I’m not an attorney; the information provided in this article does not, and is not intended to, constitute legal advice; instead, all content in this article is for general informational purposes only. 

About the Author

Sankaran G. is a restaurant owner and tech entrepreneur with firsthand experience on the subject who has spent significant time researching federal court data and the laws related to the topic.

References

[1] https://pcl.uscourts.gov/

[2] These numbers are based on input from many small-business victims of this ADA scam.

[3] https://cdn.advocacy.sba.gov/wp-content/uploads/2019/04/23142641/2019-Small-Business-Profiles-AZ.pdf

[4] https://cdn.advocacy.sba.gov/wp-content/uploads/2019/04/23142641/2019-Small-Business-Profiles-CA.pdf

3 responses to “Defaulting Makes Good Economic Sense for Small Businesses in California’s Frivolous ADA Lawsuits”
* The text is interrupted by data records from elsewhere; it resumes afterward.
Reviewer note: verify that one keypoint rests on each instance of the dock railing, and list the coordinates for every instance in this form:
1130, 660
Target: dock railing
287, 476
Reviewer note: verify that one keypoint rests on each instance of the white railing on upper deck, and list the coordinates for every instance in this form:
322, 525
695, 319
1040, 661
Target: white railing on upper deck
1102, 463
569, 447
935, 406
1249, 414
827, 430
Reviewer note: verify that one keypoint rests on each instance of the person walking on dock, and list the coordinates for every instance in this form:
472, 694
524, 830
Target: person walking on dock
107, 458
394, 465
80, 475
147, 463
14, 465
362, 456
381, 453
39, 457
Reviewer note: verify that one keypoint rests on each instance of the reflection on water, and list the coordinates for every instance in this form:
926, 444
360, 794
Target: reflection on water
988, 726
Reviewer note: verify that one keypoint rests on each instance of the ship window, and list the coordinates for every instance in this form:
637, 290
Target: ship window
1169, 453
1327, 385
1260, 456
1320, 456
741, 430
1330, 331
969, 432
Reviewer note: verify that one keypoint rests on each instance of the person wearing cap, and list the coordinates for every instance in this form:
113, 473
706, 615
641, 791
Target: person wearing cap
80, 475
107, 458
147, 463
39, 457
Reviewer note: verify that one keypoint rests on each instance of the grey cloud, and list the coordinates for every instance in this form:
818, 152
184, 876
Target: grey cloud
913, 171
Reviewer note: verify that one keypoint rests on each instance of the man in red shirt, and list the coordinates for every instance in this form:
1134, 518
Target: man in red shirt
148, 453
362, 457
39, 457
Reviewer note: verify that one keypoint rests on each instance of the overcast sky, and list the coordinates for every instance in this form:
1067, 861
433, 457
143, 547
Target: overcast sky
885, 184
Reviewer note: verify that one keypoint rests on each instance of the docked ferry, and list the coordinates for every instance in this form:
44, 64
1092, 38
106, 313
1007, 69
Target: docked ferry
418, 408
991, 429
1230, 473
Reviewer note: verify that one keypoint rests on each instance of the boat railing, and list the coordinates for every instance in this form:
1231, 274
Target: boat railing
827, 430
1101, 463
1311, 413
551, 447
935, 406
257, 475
  1. Great article and well written, however I’m not sure it’s a good strategy (I’m not a lawyer), because defaulting on a Federal case, the plaintiff has the write in suing you under State, fixing your property can moot the Federal case but not the state case. In my opionion as a CASp Accessibility specialist is to immidiatly fix your property and file for summary judgment to dismiss the case. We have been successful doing that multiple times against the plaintiffs you mentioned above. Tax credits help also with paying for fixing your property, tax code 44 gives landlord and tenant speratly a $5000 credit each year for any ADA fix and tax code 190 gives each $15000 deductions for the same, that could reduce the cost if the inspection, best defense is to not get sued and be compliant with the codes, afterall it is the law.
    Bassam Altwal CASp#109
    http://Www.calaccessibility.com

    Like

    • The SB1186 restrictions, like reduced $1,000 punitive damages if the violations are fixed within 60 days, prohibit plaintiffs from suing on State’s court that too with increased filing fees! Moreover, the plaintiff can’t claim punitive damages for more than one violation as per SB1186. As this article mentions, the plaintiffs are being forced to file in federal court in the first place because of SB1186 restrictions. So, it doesn’t make economic sense for the plaintiff to pursue further in the state court, period.